Письма Нура становятся все короче, похоже, мысли его полностью занимает какая-то женщина. Каллиграфа не обманешь: прерывистые линии
Я не отвечаю на письмо, делаю вид, что не получала его. Своими печалями я делюсь с листом кальки: рисую бисмилла, металлической иглой проделываю дырочки в прозрачной бумаге, строго по контуру. Острие иглы ранит лист, а вместе с ним – мое сердце. Наслаждение смешивается со страданием. Я не сразу замечаю, что игла вонзается уже не в бумагу, а в мое предплечье. Кровь аккуратной струйкой стекает по руке. Лист кальки принимает в себя красный ручеек, поглощает каждую каплю. Я прекращаю колоть свою руку, когда ранка становится слишком заметной. Боль приносит облегчение.
Я пишу Нуру ответное письмо. Желаю ему долгих лет счастья и многочисленного потомства. Недим и Хатем присоединяются к моим поздравлениям.
В тот день я понимаю, что в этой жизни лишь каллиграфия осталась мне верна. Я начала пробовать новые сложные техники, применять коллаж, акрилик. Широкая густая кисть оставляет на листе прямоугольный след. Мои пальцы подобны ножу, дерево – бумаге. На смену тонким изящным надписям пришли объемные, многоликие буквы. Строки ломаются, прерываются, изгибаются по воле моего настроения, распадаются, уходят в пустоту. Я пренебрегаю всеми запретами ремесла, строгие правила для меня более не существуют.
Нас было несколько на этом пути, все мы пытались вдохнуть в свою древнюю профессию дух современности, но набожные каллиграфы боялись привлечь гнев Всевышнего. Лишь очень немногие посмели экспериментировать, не опасаясь наказания свыше.
Я ничего не боялась и продолжала работать, словно бросая кому-то вызов: увлеклась аппликацией, использовала даже газетную бумагу. Я превратила в молитву предметы повседневного быта.
Преодолевая запреты, я постепенно утрачивала веру. Теперь я не страшусь ни Бога, ни смерти.
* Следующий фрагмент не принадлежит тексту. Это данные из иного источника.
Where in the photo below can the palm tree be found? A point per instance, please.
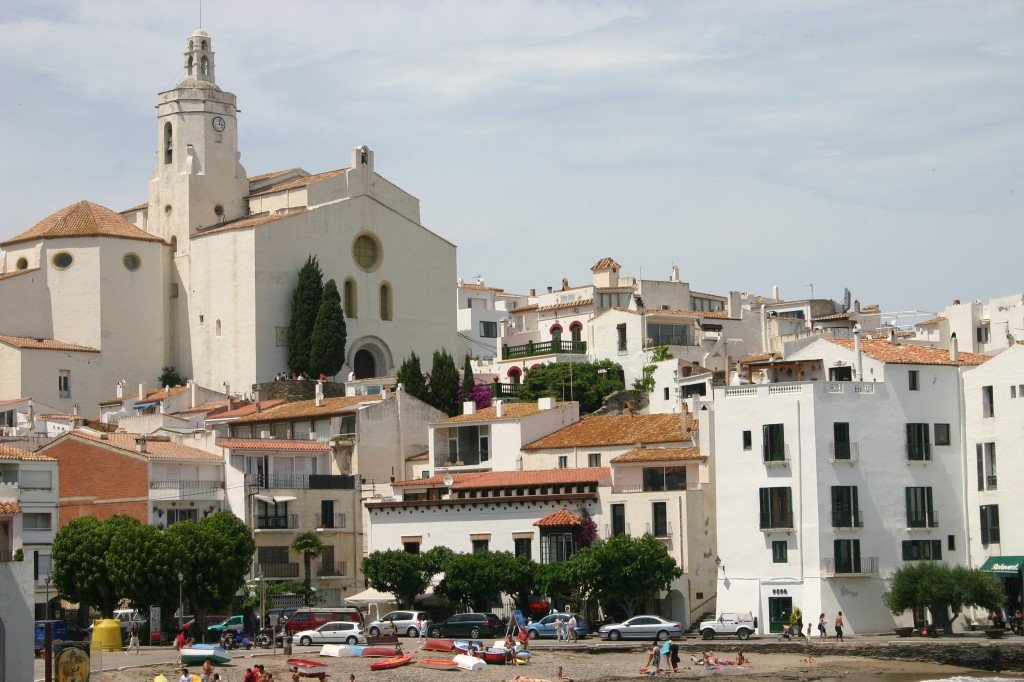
(310, 547)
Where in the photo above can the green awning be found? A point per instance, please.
(1004, 565)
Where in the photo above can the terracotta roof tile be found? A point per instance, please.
(562, 517)
(83, 219)
(905, 353)
(45, 344)
(659, 455)
(11, 453)
(308, 409)
(603, 430)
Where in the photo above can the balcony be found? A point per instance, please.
(850, 566)
(922, 518)
(847, 518)
(846, 453)
(280, 569)
(532, 348)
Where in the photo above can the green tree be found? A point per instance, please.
(401, 573)
(411, 377)
(217, 552)
(305, 304)
(327, 348)
(444, 383)
(573, 381)
(310, 547)
(941, 589)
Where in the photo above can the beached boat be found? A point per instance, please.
(388, 664)
(307, 668)
(197, 654)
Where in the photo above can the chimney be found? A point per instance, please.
(858, 356)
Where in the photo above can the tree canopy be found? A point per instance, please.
(573, 381)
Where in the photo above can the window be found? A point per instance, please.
(367, 252)
(349, 298)
(847, 553)
(987, 407)
(990, 524)
(919, 442)
(659, 519)
(385, 301)
(773, 442)
(920, 513)
(776, 508)
(33, 521)
(916, 550)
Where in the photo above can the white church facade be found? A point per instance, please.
(201, 275)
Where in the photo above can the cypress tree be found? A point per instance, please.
(305, 305)
(411, 377)
(327, 350)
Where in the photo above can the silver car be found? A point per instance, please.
(642, 627)
(406, 623)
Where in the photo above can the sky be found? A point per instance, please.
(870, 145)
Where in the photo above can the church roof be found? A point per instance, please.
(83, 219)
Годы идут. Инструменты уже не слушаются моих рук, считают, что я слишком стара для них, что они для меня – незаслуженный дар. Я рисую угольным карандашом, большой палец соскальзывает, карандаш превращается в пыль…
Все распадается от одного моего прикосновения. Это предупреждение? Как мне его трактовать? Хатем приносит мне кофе, я пью и возвращаю чашку, сестра сосредоточенно смотрит на дно и вдруг вскрикивает: в кофейной гуще ей привиделся надгробный памятник. Я вырвала чашку из ее рук, вымыла и побежала на пристань: по ту сторону Босфора меня ожидали ученики. Едва я ступила на паром, из окна нашей квартиры послышался крик. Хатем призывала меня вернуться. Дверь была распахнута. Сестра, рыдая, говорила с кем-то по телефону. Она посмотрела на меня, и взгляд ее был исполнен боли.
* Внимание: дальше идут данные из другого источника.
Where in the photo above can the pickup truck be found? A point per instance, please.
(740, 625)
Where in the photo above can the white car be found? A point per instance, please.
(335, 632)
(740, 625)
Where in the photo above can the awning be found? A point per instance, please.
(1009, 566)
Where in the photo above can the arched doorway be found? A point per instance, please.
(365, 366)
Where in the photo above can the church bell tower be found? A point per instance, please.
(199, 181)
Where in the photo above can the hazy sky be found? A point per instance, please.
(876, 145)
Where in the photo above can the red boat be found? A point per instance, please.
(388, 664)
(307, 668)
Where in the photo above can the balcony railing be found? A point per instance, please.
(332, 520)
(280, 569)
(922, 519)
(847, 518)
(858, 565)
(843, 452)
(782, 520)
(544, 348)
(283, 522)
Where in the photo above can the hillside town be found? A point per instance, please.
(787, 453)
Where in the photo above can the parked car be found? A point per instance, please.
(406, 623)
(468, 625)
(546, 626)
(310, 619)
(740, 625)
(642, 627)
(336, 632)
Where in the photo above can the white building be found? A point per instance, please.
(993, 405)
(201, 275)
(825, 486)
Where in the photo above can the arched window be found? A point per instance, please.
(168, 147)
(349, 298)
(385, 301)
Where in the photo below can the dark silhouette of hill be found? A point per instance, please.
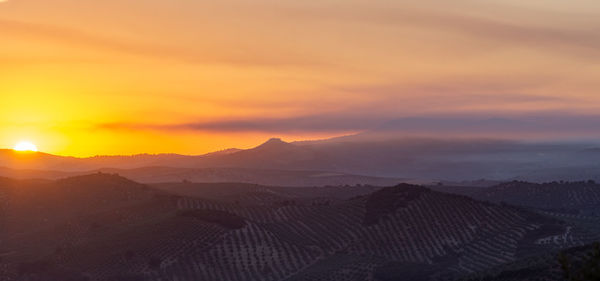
(408, 158)
(577, 198)
(106, 227)
(548, 267)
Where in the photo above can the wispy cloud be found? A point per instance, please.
(76, 37)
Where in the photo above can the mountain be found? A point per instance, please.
(578, 198)
(422, 159)
(105, 227)
(216, 175)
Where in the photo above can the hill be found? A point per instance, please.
(375, 156)
(105, 227)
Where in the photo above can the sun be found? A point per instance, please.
(25, 146)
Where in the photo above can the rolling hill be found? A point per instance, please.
(106, 227)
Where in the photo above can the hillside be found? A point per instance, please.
(581, 197)
(152, 175)
(391, 157)
(105, 227)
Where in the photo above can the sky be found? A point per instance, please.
(88, 77)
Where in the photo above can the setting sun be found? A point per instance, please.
(25, 146)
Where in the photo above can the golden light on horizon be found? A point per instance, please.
(25, 146)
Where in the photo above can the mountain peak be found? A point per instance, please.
(274, 141)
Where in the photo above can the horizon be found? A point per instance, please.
(115, 77)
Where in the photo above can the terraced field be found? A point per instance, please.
(104, 227)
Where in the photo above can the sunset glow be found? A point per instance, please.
(25, 146)
(114, 77)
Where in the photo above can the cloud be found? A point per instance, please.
(70, 36)
(551, 124)
(302, 124)
(574, 41)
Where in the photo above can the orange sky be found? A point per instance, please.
(86, 77)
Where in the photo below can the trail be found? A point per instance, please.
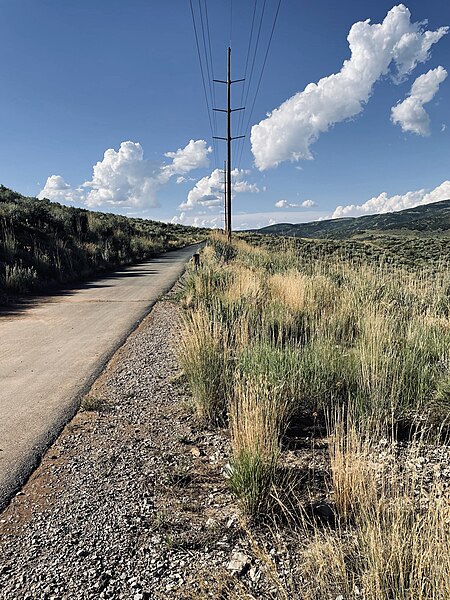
(52, 350)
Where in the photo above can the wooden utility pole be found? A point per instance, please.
(228, 139)
(225, 208)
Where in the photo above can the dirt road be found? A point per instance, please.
(52, 350)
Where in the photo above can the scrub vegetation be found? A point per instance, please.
(43, 243)
(279, 332)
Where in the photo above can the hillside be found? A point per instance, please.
(428, 219)
(44, 243)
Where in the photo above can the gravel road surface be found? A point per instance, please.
(53, 349)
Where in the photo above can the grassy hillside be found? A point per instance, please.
(298, 353)
(422, 220)
(44, 243)
(413, 238)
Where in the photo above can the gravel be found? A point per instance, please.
(130, 502)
«Риккат, сегодня утром умер Hyp. У него случился инфаркт, прямо на лекции».
Я, отказываясь верить, выхватила у нее трубку. Незнакомый голос на другом конце света повторил ту же фразу. «Что же станет с его шестилетней дочерью?» – повторяла я в отчаянии. В эту минуту я даже не вспомнила о его жене, а ведь она, такая молодая, осталась вдовой.
Я бы хотела быть похороненной заживо в своей мастерской. Ни в тот день, ни в последующие дни я не ездила к ученикам. Сидя на стуле, повернувшись спиной к свету, я обеими руками затыкала уши, чтобы не слышать криков Хатем, которая умоляла меня открыть ей дверь.